Bahsedilen “karşı hamle” bu mu?
Tahliye edilse bile hapisten çıkamayabilir
Avukat Karaman, istinaf mahkemesinin mahkumiyet kararını onamasını beklemediklerini, bu kararın başından hukukdışı olduğunu ifade etti.
Karaman, olup bitenin ne anlama geldiğini şöyle açıkladı:
“Mahkumiyet kararı onanırsa şu olur: Tam da AİHM’in belirtmiş olduğu, Demirtaş’ın tutukluluğunun siyasi saikle yapıldığı tespiti yerini bulmuş olur. Siyasi iktidarın konuşmaları, beyanları yargıya talimat niteliğindeydi, onama durumunda yargı da bu talimatı yerine getirmiş olur.”
Avukat Karaman, 4 yıl 8 aylık mahkumiyet kararının istinaf mahkemesince onanması halinde, cezanın süresi itibariyle Yargıtay’a gitmeyeceğini ve hükmün kesinleşeceğini belirtti:
“Mahkumiyet kararı kesinleşmiş olacağı için Ankara’daki mahkeme tahliye kararı verse bile Demirtaş hükümlü olarak hapiste bulunuyor olacak. Demirtaş iki yıldan fazladır hapiste ancak ceza yattığına mahsup edilse bile, 4 yıl 8 aylık cezanın tamamlanması için en az 3 yıl 6 ay hapiste kalması gerekiyor.”
Yani, hapiste kaldığı süre düşülse bile, mahkumiyetin kesinleşmesi durumunda Demirtaş’ın en az 1,5 yıl daha hapiste kalacağı da kesinleşiyor.
“17 dosya Ankara’da birleştirildi, biri hariç…”
Karaman, Ankara’daki mahkemede görülen davada tahliye konuşulurken, aynı tarihlerde İstanbul’daki mahkemede istinafın gündeme gelmesini de şöyle değerlendirdi:
“Bizim buna dair kaygılarımız bugünlerde ortaya çıkmadı. Bu oyunun programlandığı ve icrasına ilişkin tahminlerimiz, İstanbul’daki davanın başlangıcına dayanıyor.
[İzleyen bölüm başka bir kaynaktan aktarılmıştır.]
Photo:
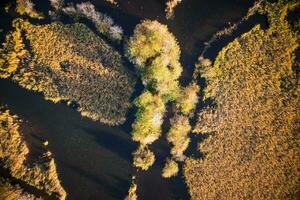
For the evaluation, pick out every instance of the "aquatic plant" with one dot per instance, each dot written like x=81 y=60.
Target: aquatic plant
x=113 y=2
x=14 y=153
x=188 y=98
x=26 y=7
x=170 y=169
x=69 y=62
x=178 y=135
x=8 y=191
x=143 y=158
x=253 y=148
x=12 y=53
x=149 y=118
x=103 y=23
x=132 y=192
x=170 y=6
x=155 y=53
x=57 y=4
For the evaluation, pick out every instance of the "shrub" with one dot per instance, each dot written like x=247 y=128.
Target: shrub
x=149 y=118
x=178 y=135
x=188 y=98
x=155 y=53
x=103 y=23
x=69 y=62
x=170 y=6
x=26 y=7
x=132 y=192
x=253 y=152
x=143 y=158
x=14 y=153
x=170 y=169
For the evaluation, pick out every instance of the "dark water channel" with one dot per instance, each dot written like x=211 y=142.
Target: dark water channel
x=94 y=160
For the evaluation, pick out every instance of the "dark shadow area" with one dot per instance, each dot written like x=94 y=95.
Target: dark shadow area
x=244 y=27
x=4 y=173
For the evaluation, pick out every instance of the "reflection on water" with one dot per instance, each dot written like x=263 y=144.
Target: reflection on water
x=94 y=160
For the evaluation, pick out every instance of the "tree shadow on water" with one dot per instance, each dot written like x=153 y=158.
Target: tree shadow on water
x=113 y=141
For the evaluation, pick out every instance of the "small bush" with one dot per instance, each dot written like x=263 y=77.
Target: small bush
x=143 y=158
x=170 y=169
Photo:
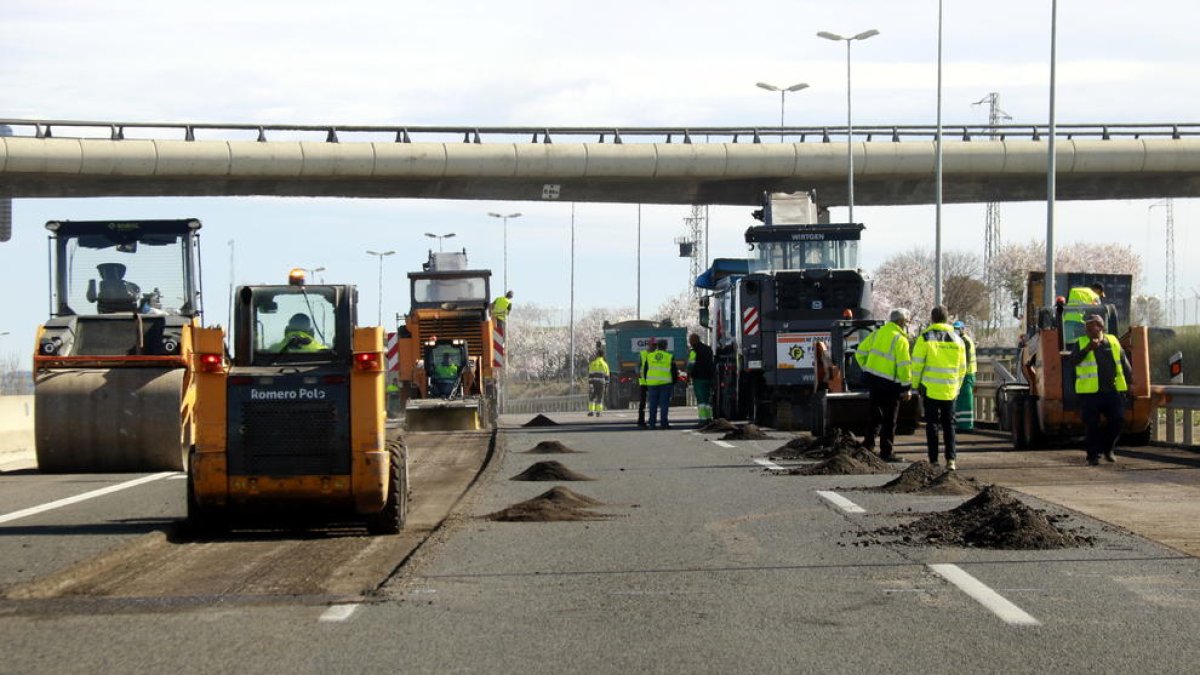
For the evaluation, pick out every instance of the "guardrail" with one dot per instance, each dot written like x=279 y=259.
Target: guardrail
x=406 y=133
x=575 y=402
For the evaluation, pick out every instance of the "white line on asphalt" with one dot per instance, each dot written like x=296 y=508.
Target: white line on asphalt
x=769 y=464
x=339 y=613
x=999 y=604
x=85 y=496
x=840 y=501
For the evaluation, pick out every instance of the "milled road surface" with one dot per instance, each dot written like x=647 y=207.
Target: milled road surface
x=707 y=563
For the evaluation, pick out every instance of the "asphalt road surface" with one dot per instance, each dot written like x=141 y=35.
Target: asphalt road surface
x=705 y=561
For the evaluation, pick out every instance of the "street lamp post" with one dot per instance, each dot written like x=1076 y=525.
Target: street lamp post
x=783 y=93
x=439 y=238
x=505 y=219
x=850 y=126
x=381 y=256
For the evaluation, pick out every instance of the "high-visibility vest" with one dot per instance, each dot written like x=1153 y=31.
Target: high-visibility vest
x=885 y=353
x=501 y=308
x=1087 y=371
x=1080 y=296
x=598 y=369
x=939 y=362
x=972 y=363
x=658 y=369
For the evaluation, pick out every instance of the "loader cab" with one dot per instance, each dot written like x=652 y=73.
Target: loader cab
x=294 y=324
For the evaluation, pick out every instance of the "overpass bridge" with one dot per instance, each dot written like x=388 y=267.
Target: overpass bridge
x=893 y=165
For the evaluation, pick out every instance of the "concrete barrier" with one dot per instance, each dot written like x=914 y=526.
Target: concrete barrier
x=16 y=425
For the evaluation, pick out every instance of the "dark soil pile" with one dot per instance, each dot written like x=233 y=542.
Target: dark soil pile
x=550 y=471
x=551 y=448
x=555 y=505
x=745 y=432
x=929 y=479
x=805 y=446
x=540 y=420
x=993 y=519
x=846 y=463
x=719 y=425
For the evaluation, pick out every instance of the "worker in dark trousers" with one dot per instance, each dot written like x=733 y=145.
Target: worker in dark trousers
x=1103 y=374
x=641 y=382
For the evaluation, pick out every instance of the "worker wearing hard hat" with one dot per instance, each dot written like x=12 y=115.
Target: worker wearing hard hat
x=964 y=406
x=1103 y=374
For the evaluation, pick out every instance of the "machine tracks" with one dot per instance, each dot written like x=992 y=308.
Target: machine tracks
x=317 y=566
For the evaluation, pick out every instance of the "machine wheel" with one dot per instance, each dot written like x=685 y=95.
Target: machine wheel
x=395 y=511
x=1017 y=418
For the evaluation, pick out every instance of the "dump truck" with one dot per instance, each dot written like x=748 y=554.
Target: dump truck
x=765 y=324
x=448 y=318
x=294 y=423
x=623 y=344
x=114 y=389
x=1037 y=404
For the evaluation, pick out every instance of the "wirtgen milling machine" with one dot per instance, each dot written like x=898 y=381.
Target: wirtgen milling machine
x=113 y=383
x=447 y=354
x=295 y=423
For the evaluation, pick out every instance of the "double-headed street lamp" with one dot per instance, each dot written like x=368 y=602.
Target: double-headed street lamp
x=783 y=93
x=381 y=256
x=439 y=238
x=505 y=219
x=850 y=126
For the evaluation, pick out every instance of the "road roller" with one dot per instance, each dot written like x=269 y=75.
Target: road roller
x=294 y=423
x=113 y=377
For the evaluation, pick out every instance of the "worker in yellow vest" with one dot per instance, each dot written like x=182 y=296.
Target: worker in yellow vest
x=598 y=381
x=939 y=365
x=660 y=374
x=964 y=406
x=885 y=359
x=1102 y=377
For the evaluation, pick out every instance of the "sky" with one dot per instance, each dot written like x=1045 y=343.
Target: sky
x=533 y=63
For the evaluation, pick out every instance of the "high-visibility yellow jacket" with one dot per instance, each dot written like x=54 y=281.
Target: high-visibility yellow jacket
x=885 y=354
x=939 y=362
x=658 y=368
x=1087 y=372
x=1080 y=296
x=598 y=370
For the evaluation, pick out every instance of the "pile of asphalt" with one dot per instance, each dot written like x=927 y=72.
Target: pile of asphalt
x=540 y=420
x=805 y=446
x=551 y=448
x=993 y=519
x=550 y=471
x=929 y=479
x=556 y=505
x=858 y=461
x=745 y=432
x=719 y=425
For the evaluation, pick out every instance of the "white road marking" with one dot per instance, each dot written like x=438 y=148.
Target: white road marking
x=999 y=604
x=339 y=613
x=840 y=501
x=85 y=496
x=769 y=464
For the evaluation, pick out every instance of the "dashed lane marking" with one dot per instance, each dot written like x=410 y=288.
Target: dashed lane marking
x=999 y=604
x=840 y=501
x=85 y=496
x=768 y=464
x=339 y=613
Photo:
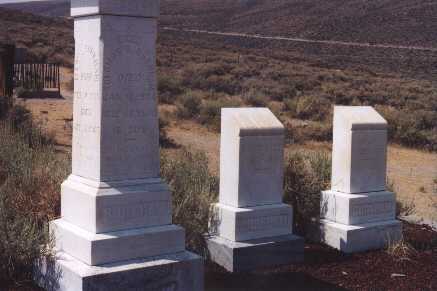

“Demirtaş’a yöneltilen suçlamalarla ilgili 17 ayrı dosya, yargılandığı Ankara 19. Ağır Ceza Mahkemesi’ndeki dava dosyasıyla birleştirildi. Biri hariç: İstanbul 26. Ağır Ceza Mahkemesindeki dosya.
“İstanbul’daki bu dosya, ‘İleride lazım olur’ anlayışıyla ayrı tutuldu. Daha sonra da Demirtaş’ın savunması alınmaksızın, avukatlarına savunma yaptırılmadan hızlıca yargılama yapılıp mahkumiyet kararı verildi. Şimdi de onamaya müsait durumda tutulması da bu oyunun bir parçası.
“İstanbul 16. Ağır Ceza Mahkemesi bu kararı verdikten hemen sonra da niyetin böyle bir şey olduğunu, AİHM’den tahliye çıkması halinde Demirtaş’ın tahliyesini engellemeye dönük bir karar olduğunu söylemiştik. Kaygılarımız yerini buldu.”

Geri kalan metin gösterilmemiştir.